California has a stake in collaboration between energy service providers and cities and counties.  It also has a stake in building local energy management capacity in cities and counties and their Community Choice service providers.  Some of the ratepayer funds currently administered by state agencies and state regulated utilities can be helpful in building local capacity.  As capacity grows, there are Community Choice business models that will allow each member community some latitude for local optimization and independent decision-making.[2]

The state has an interest in striking the right balance between energy technology intended for use by grid owners and energy technology needed by cities, counties and their generation service providers.  Public benefits surcharge funding allocations should adjust the balance according to desired impact.

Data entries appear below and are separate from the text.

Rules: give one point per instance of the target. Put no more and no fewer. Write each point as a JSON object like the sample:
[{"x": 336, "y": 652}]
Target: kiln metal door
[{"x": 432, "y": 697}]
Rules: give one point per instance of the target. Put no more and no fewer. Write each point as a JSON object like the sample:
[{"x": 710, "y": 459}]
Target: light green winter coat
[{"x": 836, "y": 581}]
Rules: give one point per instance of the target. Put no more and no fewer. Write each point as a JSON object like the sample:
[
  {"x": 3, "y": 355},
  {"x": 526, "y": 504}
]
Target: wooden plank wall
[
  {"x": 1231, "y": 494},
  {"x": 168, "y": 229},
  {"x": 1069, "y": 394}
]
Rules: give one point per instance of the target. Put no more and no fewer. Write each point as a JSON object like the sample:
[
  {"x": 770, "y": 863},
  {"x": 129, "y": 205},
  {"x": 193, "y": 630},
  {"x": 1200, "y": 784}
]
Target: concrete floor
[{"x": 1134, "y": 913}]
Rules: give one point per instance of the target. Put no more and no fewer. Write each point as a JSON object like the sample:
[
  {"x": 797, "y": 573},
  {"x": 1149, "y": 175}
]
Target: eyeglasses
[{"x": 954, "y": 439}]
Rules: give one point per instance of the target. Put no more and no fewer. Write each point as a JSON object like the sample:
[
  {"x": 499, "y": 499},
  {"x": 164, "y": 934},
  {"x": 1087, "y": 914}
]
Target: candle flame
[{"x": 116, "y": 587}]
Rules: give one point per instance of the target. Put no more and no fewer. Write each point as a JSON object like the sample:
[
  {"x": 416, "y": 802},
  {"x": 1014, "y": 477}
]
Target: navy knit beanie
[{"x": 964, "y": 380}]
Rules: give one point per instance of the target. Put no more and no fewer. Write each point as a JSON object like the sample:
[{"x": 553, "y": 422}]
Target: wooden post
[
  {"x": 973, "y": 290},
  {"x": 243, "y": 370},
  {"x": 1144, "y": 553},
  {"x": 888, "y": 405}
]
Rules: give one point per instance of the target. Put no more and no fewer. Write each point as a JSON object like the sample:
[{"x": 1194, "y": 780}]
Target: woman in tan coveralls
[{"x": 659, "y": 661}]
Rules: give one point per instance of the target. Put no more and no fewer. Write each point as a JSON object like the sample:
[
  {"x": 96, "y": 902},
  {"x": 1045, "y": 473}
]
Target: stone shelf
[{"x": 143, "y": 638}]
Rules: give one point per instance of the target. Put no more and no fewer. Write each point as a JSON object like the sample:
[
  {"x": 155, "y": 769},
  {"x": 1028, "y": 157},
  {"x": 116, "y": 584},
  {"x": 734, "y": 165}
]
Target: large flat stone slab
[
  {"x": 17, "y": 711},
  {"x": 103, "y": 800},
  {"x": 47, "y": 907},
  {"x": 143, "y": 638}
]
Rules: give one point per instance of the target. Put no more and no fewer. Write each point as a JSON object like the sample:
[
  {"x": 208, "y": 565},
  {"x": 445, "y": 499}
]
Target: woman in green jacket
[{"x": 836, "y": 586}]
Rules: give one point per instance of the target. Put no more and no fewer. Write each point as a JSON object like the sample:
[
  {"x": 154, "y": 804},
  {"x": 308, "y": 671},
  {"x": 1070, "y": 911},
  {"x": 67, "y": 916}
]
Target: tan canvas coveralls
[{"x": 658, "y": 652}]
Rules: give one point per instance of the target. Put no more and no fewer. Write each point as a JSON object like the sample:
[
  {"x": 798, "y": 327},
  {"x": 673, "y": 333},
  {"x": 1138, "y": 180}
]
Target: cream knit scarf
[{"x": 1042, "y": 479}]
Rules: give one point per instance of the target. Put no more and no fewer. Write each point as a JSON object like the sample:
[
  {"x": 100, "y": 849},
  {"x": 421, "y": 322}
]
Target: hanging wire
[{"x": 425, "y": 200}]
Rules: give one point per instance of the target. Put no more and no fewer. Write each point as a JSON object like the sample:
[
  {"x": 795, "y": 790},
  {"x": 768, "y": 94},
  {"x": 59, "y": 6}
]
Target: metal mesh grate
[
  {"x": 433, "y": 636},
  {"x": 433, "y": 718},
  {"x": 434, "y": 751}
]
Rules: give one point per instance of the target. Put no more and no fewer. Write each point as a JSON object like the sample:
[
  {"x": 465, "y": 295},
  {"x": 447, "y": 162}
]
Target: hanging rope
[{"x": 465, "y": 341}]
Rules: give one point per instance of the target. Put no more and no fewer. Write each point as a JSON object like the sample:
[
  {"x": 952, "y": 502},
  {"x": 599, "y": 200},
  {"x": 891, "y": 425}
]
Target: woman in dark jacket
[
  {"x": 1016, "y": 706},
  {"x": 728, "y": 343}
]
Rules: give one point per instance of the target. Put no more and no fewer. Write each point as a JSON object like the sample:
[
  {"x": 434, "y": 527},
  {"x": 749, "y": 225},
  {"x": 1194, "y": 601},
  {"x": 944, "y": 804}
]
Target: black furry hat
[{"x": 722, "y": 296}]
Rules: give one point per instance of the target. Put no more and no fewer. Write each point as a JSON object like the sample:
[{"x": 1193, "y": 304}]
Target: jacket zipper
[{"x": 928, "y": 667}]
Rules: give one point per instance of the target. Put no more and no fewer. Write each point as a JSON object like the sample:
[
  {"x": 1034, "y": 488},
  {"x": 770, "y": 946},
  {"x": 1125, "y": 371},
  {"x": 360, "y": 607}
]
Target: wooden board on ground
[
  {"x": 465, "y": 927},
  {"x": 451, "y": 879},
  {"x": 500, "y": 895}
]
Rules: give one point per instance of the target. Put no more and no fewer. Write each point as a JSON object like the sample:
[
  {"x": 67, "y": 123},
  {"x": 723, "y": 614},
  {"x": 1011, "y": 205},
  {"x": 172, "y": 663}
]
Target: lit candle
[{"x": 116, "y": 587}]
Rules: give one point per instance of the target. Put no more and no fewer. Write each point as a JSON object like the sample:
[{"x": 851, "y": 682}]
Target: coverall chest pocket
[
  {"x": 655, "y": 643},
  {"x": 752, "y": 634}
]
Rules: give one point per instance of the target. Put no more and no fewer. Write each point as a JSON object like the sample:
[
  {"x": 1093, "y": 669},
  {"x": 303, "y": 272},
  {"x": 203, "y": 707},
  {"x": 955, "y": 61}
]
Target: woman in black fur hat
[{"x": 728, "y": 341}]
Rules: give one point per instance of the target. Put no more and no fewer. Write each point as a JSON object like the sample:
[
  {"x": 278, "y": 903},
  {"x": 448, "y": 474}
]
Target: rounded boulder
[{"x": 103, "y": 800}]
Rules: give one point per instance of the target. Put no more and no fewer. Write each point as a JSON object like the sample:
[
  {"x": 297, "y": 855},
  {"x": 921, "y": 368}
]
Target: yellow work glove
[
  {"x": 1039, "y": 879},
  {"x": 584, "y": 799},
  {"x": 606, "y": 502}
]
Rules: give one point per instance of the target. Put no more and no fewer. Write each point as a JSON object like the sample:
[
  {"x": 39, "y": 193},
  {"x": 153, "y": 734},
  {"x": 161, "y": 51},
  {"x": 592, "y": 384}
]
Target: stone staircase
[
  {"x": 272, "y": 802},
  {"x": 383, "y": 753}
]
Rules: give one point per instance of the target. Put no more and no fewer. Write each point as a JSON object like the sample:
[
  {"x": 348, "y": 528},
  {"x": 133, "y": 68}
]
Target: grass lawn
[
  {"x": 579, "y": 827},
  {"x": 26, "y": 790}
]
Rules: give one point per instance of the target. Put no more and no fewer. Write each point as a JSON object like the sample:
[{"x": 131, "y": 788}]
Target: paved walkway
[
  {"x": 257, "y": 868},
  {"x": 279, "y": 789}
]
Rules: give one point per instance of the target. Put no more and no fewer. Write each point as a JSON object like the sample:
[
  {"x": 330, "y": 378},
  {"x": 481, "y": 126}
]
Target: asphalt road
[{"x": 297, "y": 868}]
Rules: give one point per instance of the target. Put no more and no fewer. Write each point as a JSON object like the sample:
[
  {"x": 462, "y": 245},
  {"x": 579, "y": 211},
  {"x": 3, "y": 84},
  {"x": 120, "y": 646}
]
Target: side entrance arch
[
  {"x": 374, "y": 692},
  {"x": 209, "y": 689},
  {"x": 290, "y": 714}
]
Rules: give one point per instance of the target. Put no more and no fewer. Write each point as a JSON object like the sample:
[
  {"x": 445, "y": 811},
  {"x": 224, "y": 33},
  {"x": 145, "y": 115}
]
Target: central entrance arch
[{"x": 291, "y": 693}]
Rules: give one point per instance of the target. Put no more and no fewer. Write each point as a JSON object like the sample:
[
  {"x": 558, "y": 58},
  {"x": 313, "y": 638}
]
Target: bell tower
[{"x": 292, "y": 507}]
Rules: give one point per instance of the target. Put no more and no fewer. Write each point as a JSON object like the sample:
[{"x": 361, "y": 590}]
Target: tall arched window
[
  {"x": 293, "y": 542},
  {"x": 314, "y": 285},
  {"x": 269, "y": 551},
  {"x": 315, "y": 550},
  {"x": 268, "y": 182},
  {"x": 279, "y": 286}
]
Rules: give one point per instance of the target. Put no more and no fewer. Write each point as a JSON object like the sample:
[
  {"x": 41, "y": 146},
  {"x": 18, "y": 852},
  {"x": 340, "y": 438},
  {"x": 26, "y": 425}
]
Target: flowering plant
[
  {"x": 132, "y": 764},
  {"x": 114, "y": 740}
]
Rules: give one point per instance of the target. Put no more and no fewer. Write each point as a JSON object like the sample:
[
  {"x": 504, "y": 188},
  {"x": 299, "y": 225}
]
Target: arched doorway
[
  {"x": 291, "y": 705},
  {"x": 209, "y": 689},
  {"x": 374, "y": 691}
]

The state’s comfort with greater local government engagement in its energy sector will grow as it considers that cities and counties already provide an array of local utility services, including  water supply and distribution, waste collection and recycling, sewer and wastewater treatment, etc.  They do so diligently and competently.  Costs of such utility services are recovered via rate setting processes that apply the principles state economic regulators apply to electricity and natural gas rates.

Integrated resource planning, a popular term in state energy regulation, is not unique to the energy sector.  It is familiar to water and waste collection providers.  There is both reason, and now an expanded opportunity, to work toward a concept of local integrated resource planning that embraces all essential local services, including energy.  Silos get in the way of full, appropriately opportunistic local integration.

As new technologies transform the energy sector and state and local agencies strive to achieve cost-effective and rapid decarbonization, both state and local governments will need capacity to plan and manage change.  The state’s energy related change management capacity is invested primarily in the electricity and natural gas utilities it regulates.  Local government’s capacity is invested in energy utilities that are currently regulated locally.  Coverage is thus incomplete, but it is expanding as Community Choice programs come on stream.

Prudent expansion of Community Choice in California can bring state and local representatives and the energy businesses they regulate into closer engagement.  The result will be trust relationships that remove barriers to accelerated decarbonization and energy infrastructure resiliency.

— Gerry Braun

©2017 IRESN, Inc.

[1] Community Choice energy service providers have greater flexibility and motivation than state regulated utilities to engage adapt and innovate locally, though in their early stages, they may have limited budget and staff capacity to develop programs and projects collaboratively with each member jurisdiction.